Designed for IBM by Charles Eames and the architect Eero Saarinen Associates, The International Business Machine’s pavilion was one of the highlights of the ’64 Fair. At its epicenter was a 90 foot high ellipsoidal shaped theater emblazoned by 1,000 IBM logos on it’s suface. Below “the egg,” 500 visitors would climb aboard the “People Wall” a tiered metal grandstand that ascended hydrolically into the heart of the sphere where they were welcomed by a narrator suspended from a small circular platform.
Aptly named “Information Machine,” Charles Eames’ multimedia presentation in the main theater used 14 synchronized projectors and nine screens to explain how “both the human brain and the computer obtained sensory information, fed it to the brain (central processor), and through a program interpreted it to make some decision of what to do.”* A 1958 version of his film, on one screen unfortunately, can be watched here.

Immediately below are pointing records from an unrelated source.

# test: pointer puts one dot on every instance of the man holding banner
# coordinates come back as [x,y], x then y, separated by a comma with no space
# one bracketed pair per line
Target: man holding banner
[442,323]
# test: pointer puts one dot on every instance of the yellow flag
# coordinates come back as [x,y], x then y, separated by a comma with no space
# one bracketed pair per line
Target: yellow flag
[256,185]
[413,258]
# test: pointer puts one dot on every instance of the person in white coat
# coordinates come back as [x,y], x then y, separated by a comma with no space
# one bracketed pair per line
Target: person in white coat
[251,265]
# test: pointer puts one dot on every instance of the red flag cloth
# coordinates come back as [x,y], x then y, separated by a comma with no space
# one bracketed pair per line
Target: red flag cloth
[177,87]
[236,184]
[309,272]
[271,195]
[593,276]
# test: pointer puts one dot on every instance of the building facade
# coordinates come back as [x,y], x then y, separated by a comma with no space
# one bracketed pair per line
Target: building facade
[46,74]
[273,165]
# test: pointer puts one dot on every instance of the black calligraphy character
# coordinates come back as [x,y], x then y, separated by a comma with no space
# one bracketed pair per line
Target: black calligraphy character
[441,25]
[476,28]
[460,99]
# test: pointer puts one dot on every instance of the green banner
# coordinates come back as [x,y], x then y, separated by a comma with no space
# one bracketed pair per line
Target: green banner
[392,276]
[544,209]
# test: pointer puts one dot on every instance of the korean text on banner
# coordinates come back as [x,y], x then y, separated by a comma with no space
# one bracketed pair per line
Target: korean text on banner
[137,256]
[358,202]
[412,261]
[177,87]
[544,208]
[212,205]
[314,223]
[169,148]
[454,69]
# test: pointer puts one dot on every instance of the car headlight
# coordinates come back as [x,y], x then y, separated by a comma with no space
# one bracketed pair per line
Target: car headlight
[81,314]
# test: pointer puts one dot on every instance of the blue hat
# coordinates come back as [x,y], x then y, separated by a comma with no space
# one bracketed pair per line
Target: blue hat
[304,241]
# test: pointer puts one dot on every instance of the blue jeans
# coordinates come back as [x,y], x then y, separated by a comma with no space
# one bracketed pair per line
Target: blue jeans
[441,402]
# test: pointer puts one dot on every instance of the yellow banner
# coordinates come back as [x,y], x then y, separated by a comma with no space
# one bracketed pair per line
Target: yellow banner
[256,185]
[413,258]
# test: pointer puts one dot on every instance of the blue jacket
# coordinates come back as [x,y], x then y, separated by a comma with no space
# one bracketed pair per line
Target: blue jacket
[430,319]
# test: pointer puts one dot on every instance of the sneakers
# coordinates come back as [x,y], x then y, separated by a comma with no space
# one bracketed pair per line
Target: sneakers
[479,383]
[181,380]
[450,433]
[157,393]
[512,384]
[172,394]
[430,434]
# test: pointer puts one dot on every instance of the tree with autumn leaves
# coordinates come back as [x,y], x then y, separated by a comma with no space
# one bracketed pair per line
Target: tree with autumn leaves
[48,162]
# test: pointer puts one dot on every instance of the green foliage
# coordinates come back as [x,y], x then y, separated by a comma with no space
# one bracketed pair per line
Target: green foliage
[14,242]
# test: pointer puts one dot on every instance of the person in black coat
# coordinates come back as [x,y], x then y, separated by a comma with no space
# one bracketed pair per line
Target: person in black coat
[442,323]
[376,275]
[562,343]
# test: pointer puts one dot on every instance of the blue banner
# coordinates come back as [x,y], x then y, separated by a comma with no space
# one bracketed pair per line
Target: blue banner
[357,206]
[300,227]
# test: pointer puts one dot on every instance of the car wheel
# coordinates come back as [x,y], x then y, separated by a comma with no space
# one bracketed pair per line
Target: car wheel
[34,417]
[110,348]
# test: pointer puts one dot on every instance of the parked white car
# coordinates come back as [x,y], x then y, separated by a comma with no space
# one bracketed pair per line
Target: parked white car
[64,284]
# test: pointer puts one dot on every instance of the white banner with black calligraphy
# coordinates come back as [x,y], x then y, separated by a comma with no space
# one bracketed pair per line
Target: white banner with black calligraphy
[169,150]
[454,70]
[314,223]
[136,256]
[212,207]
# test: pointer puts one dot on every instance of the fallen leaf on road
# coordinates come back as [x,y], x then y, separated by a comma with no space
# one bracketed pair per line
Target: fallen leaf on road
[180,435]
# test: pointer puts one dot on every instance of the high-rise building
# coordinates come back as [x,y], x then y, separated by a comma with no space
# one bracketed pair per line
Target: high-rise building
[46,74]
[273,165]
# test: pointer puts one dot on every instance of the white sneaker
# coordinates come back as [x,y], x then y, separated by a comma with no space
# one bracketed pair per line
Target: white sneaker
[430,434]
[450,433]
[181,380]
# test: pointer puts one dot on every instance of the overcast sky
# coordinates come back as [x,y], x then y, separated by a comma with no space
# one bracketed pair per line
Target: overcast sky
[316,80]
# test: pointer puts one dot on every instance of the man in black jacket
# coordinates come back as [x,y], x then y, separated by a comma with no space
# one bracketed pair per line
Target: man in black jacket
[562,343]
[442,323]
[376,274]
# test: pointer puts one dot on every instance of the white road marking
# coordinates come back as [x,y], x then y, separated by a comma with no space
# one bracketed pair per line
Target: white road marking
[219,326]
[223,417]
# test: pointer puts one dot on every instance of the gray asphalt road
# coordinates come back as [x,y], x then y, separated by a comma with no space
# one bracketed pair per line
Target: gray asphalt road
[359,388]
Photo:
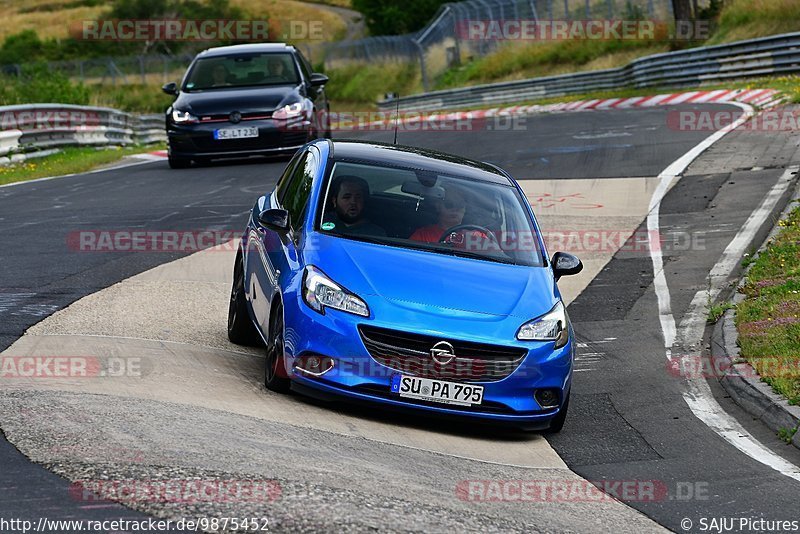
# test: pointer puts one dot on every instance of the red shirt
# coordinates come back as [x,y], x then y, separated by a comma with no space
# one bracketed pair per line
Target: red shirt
[428,234]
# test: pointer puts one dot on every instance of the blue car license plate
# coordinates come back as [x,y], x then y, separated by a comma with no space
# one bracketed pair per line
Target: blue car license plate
[414,387]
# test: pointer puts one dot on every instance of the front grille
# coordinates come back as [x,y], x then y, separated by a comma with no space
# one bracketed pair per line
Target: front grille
[410,353]
[225,117]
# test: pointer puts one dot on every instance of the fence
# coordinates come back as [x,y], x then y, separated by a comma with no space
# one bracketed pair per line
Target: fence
[778,54]
[38,128]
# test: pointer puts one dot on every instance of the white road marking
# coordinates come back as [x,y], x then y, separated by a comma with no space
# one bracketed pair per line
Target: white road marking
[699,397]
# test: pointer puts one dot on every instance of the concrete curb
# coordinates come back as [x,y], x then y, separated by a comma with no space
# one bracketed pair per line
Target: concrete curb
[738,377]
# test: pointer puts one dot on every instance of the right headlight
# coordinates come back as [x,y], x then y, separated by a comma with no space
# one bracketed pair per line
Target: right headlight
[182,117]
[552,326]
[321,292]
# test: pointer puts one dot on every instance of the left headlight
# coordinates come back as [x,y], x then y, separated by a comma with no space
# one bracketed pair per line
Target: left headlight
[320,292]
[289,111]
[552,326]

Below the theatre, visitors walked through a grove of 45, 32-foot-tall man made metal trees and a glass-topped canopy all atop a reflecting pool. In the surrounding pentagon theaters visitors could interact with a mainframe computer that would give them headlines from their chosen date in history (which was input with handwriting recognition software), a first interaction with a computer for many of the fairgoers. A Probability Machine displayed showed the concept of averages, and puppet shows encouraged visitors to believe that computers were friendly, logical devices.
The challenge of sharing the potential of computers with a virgin audience, of fostering imagination and a simple understanding of the immense potential of “computing machines,” must have been daunting for Charles Eames and the architects at Eero Saarinen Associates. Their supremely simple treatment of IBM’s acreage blends organic and futuristic elements to suggest that technology truly is an extension of man’s organic logic. In a time where countless collectors covet Eames dining chairs and chaise lounges, this designer finds herself searching for a time machine.